With the toddlers after 18 months, home management, home facilities,
and dieting are very variable factors to assess, and I think in many cases
inadequate to deal with the rather specialized nurture which the present day
child apparently demands.
Medical Mission of the Good Shepherd, Harman Street, Hoxton.
Amount payable in respect of discontinued Ministry grant is now £300
per annum.
At this Institution there are ten cots for the treatment of babies and young
children suffering from acute medical conditions. Cases are frequently
accepted for admission on the recommendation of the Maternity and Child
Welfare Department.
These wards are under the care of Dr. W. E. A. Worley, who visits daily,
and is available at any time in case of emergency.
During the year 45 children were admitted.

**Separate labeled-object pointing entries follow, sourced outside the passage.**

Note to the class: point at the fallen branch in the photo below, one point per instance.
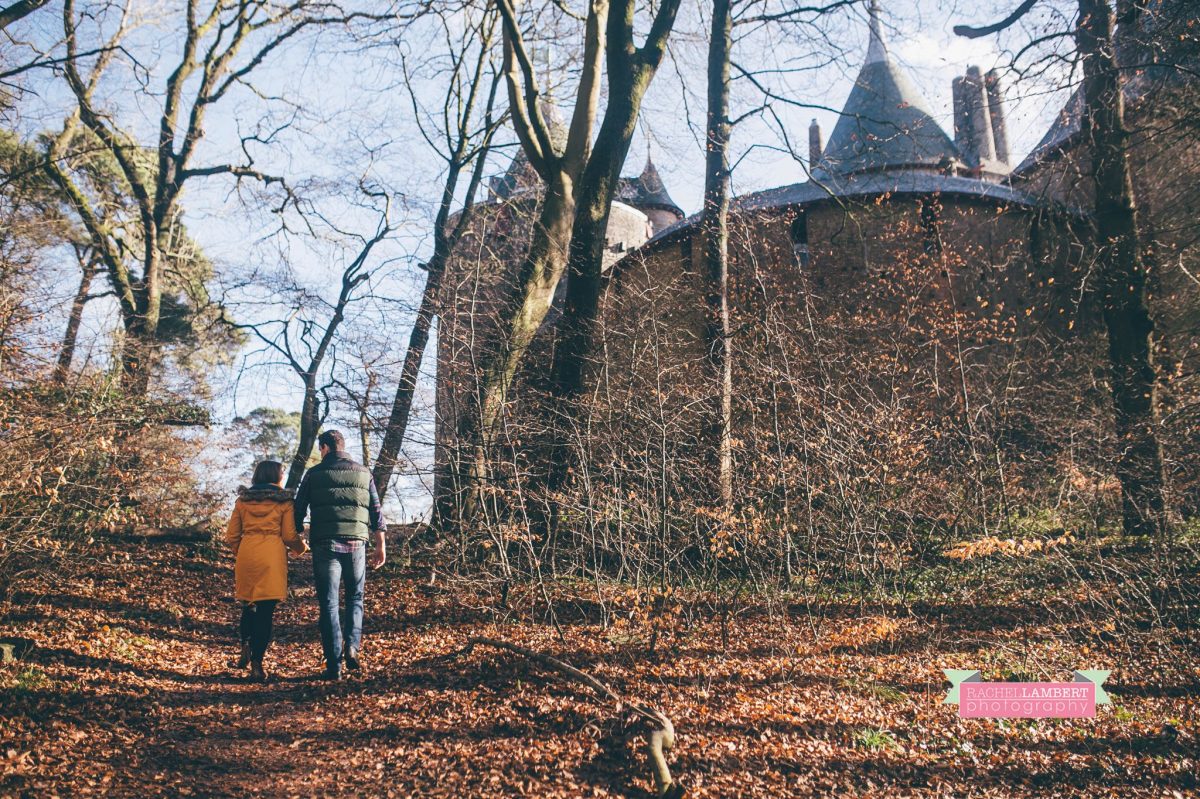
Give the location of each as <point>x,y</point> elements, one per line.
<point>659,742</point>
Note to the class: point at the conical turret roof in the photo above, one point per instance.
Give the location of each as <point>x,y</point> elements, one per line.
<point>647,191</point>
<point>886,122</point>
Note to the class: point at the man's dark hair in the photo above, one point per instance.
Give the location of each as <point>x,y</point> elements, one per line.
<point>268,472</point>
<point>333,439</point>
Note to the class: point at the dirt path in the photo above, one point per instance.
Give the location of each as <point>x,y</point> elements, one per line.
<point>130,692</point>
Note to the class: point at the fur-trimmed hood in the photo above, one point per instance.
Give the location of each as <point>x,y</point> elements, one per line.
<point>265,493</point>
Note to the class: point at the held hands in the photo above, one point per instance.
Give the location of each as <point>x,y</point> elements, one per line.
<point>379,553</point>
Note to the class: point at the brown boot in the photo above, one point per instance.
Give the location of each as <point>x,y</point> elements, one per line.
<point>244,658</point>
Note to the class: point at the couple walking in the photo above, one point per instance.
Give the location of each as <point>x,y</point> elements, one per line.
<point>268,520</point>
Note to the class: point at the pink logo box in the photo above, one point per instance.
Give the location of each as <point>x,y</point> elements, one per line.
<point>1027,701</point>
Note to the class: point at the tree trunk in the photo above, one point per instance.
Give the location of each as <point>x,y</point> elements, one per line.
<point>630,73</point>
<point>73,320</point>
<point>714,232</point>
<point>1127,318</point>
<point>310,425</point>
<point>537,282</point>
<point>402,404</point>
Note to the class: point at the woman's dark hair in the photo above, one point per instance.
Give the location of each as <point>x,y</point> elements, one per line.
<point>269,472</point>
<point>333,439</point>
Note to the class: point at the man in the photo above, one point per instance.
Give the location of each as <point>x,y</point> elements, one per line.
<point>345,506</point>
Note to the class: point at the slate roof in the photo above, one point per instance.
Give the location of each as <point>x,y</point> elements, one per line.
<point>647,191</point>
<point>868,185</point>
<point>885,122</point>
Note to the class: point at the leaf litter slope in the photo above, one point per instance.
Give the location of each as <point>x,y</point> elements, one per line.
<point>129,691</point>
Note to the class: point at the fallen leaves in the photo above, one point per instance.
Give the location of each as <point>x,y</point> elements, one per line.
<point>120,698</point>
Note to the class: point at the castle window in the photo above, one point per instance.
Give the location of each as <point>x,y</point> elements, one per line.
<point>799,233</point>
<point>931,226</point>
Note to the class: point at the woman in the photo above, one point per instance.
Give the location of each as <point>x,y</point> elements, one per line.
<point>262,523</point>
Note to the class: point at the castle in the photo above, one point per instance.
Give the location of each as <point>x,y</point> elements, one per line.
<point>889,188</point>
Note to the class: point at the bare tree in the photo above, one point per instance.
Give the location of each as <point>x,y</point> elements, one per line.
<point>21,10</point>
<point>306,343</point>
<point>715,236</point>
<point>463,144</point>
<point>221,47</point>
<point>88,268</point>
<point>1116,239</point>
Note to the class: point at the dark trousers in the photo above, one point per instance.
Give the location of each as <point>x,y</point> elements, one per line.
<point>336,564</point>
<point>257,626</point>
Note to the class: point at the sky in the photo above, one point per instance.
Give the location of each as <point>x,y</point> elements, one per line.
<point>341,118</point>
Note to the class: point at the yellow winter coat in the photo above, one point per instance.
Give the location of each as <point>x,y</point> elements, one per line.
<point>262,523</point>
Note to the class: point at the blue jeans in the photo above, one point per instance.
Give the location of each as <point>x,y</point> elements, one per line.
<point>331,569</point>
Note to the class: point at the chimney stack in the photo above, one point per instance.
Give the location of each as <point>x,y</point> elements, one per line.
<point>972,122</point>
<point>814,145</point>
<point>996,112</point>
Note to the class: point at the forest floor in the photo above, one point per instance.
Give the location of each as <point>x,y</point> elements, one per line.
<point>127,690</point>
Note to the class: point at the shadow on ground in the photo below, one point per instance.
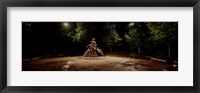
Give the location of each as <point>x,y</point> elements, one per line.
<point>103,63</point>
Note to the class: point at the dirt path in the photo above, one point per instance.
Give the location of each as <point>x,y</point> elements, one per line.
<point>105,63</point>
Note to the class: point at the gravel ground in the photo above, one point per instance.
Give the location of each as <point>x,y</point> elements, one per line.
<point>103,63</point>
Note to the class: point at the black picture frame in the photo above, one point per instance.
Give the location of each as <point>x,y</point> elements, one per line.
<point>100,3</point>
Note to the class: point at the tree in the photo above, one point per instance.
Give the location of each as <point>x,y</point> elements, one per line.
<point>134,37</point>
<point>164,32</point>
<point>112,38</point>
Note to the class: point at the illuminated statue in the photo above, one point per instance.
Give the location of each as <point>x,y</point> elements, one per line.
<point>92,49</point>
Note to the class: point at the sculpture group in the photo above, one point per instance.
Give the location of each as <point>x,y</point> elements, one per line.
<point>93,50</point>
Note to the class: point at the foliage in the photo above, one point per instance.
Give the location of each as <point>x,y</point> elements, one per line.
<point>112,38</point>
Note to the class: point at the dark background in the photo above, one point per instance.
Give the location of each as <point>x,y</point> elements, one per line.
<point>71,38</point>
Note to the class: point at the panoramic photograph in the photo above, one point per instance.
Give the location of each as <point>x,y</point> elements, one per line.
<point>99,46</point>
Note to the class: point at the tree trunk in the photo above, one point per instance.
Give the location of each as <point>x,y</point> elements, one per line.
<point>169,51</point>
<point>139,50</point>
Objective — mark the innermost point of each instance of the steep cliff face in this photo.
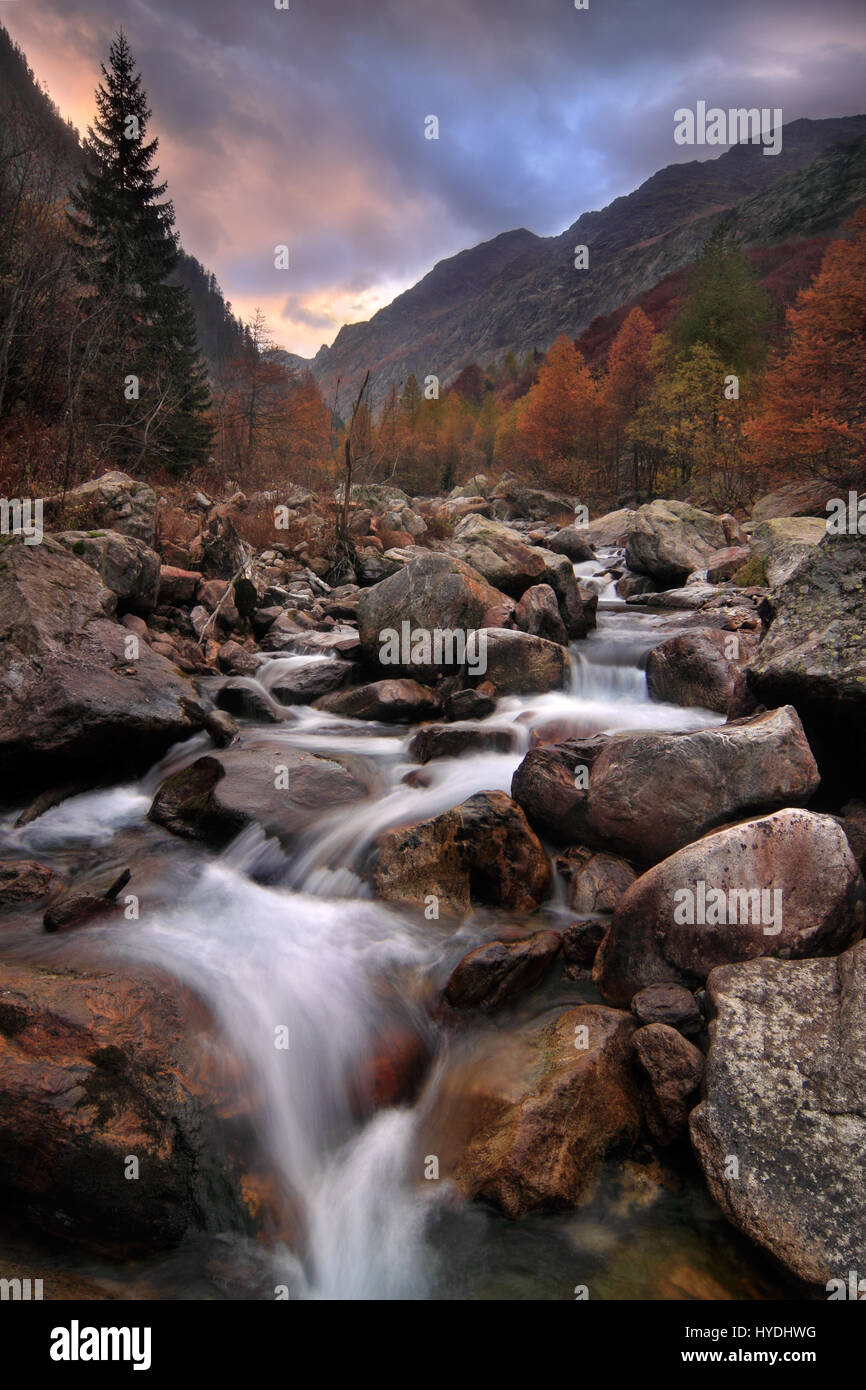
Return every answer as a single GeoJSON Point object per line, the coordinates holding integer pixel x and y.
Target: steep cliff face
{"type": "Point", "coordinates": [521, 291]}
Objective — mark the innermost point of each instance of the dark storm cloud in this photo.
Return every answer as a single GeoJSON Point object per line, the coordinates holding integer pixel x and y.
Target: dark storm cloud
{"type": "Point", "coordinates": [306, 127]}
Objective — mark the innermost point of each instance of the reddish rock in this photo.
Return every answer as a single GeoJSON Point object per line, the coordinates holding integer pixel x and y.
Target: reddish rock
{"type": "Point", "coordinates": [540, 1109]}
{"type": "Point", "coordinates": [398, 701]}
{"type": "Point", "coordinates": [24, 880]}
{"type": "Point", "coordinates": [538, 613]}
{"type": "Point", "coordinates": [496, 972]}
{"type": "Point", "coordinates": [178, 585]}
{"type": "Point", "coordinates": [481, 851]}
{"type": "Point", "coordinates": [669, 1072]}
{"type": "Point", "coordinates": [702, 669]}
{"type": "Point", "coordinates": [669, 1004]}
{"type": "Point", "coordinates": [786, 884]}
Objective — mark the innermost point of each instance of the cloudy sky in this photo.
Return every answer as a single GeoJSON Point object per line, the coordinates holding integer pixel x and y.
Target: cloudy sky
{"type": "Point", "coordinates": [306, 125]}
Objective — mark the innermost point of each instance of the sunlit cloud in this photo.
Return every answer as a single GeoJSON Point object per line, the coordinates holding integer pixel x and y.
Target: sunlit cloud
{"type": "Point", "coordinates": [306, 127]}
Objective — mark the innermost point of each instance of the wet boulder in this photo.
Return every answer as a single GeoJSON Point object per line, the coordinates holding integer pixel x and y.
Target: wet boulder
{"type": "Point", "coordinates": [498, 972]}
{"type": "Point", "coordinates": [670, 540]}
{"type": "Point", "coordinates": [538, 615]}
{"type": "Point", "coordinates": [651, 794]}
{"type": "Point", "coordinates": [388, 702]}
{"type": "Point", "coordinates": [256, 781]}
{"type": "Point", "coordinates": [312, 680]}
{"type": "Point", "coordinates": [704, 667]}
{"type": "Point", "coordinates": [419, 622]}
{"type": "Point", "coordinates": [96, 1069]}
{"type": "Point", "coordinates": [784, 884]}
{"type": "Point", "coordinates": [519, 663]}
{"type": "Point", "coordinates": [786, 1097]}
{"type": "Point", "coordinates": [606, 791]}
{"type": "Point", "coordinates": [670, 1004]}
{"type": "Point", "coordinates": [481, 851]}
{"type": "Point", "coordinates": [534, 1118]}
{"type": "Point", "coordinates": [453, 740]}
{"type": "Point", "coordinates": [594, 881]}
{"type": "Point", "coordinates": [669, 1069]}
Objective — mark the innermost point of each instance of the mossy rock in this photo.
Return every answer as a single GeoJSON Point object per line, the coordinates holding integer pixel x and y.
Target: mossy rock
{"type": "Point", "coordinates": [754, 573]}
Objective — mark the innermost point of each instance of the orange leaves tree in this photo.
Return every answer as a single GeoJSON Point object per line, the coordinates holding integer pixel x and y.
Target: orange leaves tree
{"type": "Point", "coordinates": [813, 407]}
{"type": "Point", "coordinates": [631, 367]}
{"type": "Point", "coordinates": [558, 421]}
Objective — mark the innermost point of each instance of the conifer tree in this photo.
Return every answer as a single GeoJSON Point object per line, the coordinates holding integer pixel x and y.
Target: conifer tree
{"type": "Point", "coordinates": [724, 306]}
{"type": "Point", "coordinates": [143, 381]}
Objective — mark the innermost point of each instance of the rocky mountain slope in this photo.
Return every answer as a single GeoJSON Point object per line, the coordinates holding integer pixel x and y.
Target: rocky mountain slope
{"type": "Point", "coordinates": [521, 291]}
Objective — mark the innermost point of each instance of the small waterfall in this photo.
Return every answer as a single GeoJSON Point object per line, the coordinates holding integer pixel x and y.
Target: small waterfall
{"type": "Point", "coordinates": [271, 938]}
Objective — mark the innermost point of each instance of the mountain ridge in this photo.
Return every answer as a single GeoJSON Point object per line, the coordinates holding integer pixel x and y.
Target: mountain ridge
{"type": "Point", "coordinates": [524, 300]}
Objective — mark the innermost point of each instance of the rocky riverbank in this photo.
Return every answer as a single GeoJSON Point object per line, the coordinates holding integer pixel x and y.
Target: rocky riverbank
{"type": "Point", "coordinates": [591, 933]}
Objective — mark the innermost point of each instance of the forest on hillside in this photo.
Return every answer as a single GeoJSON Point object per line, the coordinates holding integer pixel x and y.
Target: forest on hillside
{"type": "Point", "coordinates": [118, 349]}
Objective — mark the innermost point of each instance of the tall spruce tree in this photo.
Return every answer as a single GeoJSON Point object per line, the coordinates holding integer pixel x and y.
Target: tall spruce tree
{"type": "Point", "coordinates": [724, 305]}
{"type": "Point", "coordinates": [143, 382]}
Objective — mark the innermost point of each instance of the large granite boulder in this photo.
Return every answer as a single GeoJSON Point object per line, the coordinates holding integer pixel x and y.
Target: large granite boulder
{"type": "Point", "coordinates": [781, 1133]}
{"type": "Point", "coordinates": [786, 884]}
{"type": "Point", "coordinates": [434, 594]}
{"type": "Point", "coordinates": [670, 540]}
{"type": "Point", "coordinates": [648, 794]}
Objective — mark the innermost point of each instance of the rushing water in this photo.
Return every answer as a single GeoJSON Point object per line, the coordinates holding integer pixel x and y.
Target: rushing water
{"type": "Point", "coordinates": [271, 940]}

The particulars of the
conditions from which they were suffering are as follows:—
Pneumonia 4 Unhealed Wound 1
Bronchitis 7 Cervical Adenitis 1
Concussion 1 Dermatitis 1
Vomiting 2 Prematurity 1
Impetigo 2 Forceps Injury 1
General Debility 5 Constipation 1
Wasting 9 Circumcision 1
Meningitis and Colitis 1 Stomatitis 1
Diarrhoea and Vomiting 5 Pyrexia of unknown origin 1
There were six deaths.
At the Institution there are also two midwives who take the cases in the
surrounding district, but this part of the work does not rank for grant, and
accordingly does not come under the supervision of the Maternity and Child
Welfare Committee.
The Nursing staff is as follows: Matron (Miss D. Edenborough), Sister,
Night Nurse, and two Nurses (partially trained).